DAY 13: Murud -> Bombay
- We had a final Golden Swan culinary knock-out breakfast, taking some photos of the staff in their Hawaiian-looking uniforms, then checked out and started back to Bombay.
- Our timing was blessed: the bus came along past the resort just as we left. It was a much faster bus than the one that had brought us here two days previous. As a consequence, I didn't get my camera out in time to catch what would have been a marvellous reworking of Constable's The Haywain: a small village square with four zebu chewing on straw that was tumbling out of a wooden two-wheel wagon. I'll just have to enjoy remembering the scene.
- We changed buses in Alibag without delay (okay, there was a slight delay while Michaela went to the toilet, during which time several knee-high scallywags tried to get me & Christian to open our wallets). The small bus to the ferry was full of call centre workers, one of whom (a slim young woman) had such an annoyingly prim and self-satisfied English accent - she deigned to speak Hindi only with her ugly fat girl friend, not with the ugly fat guy they were travelling with - that I was sorely tempted to punch her in the sari.
- The ferry left soon after we reached it, and soon enough we were back in the heart of the city. We decided to have a refreshing cup of tea that turned into an afternoon snack feast in the Taj Mahal Hotel's tea room.
- As we gazed at the fabulously rich people sitting around us - some of them tourists, some of them butt ugly, but some of them gorgeous! - and listened to the cheesy muzak on the hammond organ that was playing in the background, we had another rose falooda, but it wasn't quite as spectacular as the one outside the Haji Ali Mosque had been. I don't think that one will ever be beaten.

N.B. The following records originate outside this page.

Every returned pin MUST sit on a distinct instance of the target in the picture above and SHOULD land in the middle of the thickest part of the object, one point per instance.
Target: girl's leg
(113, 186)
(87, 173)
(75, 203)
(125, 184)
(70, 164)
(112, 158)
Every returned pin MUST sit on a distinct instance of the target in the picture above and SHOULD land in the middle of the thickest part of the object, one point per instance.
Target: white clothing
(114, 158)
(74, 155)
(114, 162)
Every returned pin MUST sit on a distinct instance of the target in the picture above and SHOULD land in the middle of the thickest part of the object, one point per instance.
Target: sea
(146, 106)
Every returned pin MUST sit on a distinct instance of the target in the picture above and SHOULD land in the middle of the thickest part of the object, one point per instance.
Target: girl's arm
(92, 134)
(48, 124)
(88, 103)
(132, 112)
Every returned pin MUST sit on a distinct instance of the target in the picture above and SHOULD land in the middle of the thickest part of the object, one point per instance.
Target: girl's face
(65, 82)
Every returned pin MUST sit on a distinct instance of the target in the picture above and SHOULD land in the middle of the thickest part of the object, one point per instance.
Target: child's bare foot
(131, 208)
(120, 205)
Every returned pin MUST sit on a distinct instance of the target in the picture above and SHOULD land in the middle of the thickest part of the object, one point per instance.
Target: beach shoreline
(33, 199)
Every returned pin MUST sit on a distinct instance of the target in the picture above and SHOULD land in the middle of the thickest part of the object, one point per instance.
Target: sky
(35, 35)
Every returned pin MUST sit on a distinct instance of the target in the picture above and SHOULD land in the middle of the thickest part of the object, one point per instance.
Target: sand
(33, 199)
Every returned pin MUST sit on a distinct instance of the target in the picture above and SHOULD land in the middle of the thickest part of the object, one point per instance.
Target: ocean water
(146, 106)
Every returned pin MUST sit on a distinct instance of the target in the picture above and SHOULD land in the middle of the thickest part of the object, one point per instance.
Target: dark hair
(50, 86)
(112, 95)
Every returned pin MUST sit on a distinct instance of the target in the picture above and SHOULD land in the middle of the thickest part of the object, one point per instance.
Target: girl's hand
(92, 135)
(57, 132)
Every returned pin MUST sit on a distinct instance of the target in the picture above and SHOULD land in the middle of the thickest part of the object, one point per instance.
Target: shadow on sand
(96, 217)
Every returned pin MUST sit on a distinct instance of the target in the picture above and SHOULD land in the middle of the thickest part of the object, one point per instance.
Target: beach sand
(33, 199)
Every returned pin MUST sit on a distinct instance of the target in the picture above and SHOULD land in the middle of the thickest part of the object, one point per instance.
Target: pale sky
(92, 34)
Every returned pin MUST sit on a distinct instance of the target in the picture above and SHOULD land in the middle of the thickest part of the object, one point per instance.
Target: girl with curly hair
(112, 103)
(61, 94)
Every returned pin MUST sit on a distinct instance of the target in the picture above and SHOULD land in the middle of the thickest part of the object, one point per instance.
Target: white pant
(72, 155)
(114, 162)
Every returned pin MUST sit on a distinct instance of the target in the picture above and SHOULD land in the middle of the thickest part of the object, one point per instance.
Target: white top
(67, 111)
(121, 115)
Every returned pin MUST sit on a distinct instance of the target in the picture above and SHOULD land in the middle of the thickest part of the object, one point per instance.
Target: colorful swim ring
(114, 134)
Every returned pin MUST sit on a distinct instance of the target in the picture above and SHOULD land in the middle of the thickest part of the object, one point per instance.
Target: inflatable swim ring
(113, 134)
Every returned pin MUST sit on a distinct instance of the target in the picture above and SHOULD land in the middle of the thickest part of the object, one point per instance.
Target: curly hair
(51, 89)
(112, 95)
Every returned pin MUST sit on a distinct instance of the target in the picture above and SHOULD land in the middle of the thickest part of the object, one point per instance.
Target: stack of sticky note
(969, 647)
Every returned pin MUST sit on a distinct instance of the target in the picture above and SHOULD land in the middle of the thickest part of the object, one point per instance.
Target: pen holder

- Nair was so good as to come and pick us up, and a few hours later we were back at Gareth's flat. The four of us then walked down the road to the Saffron Spice restaurant, the culinary highlight of Hiranandani Gardens. Oh dear, is all I can say. The service was DIRE! They got the orders wrong, they brought Gareth a half-raw chicken kiev, and it was generally a poor show. Or perhaps we were just tired from our long day. Anyway, we got back to Gareth's and fell asleep pretty much instantly.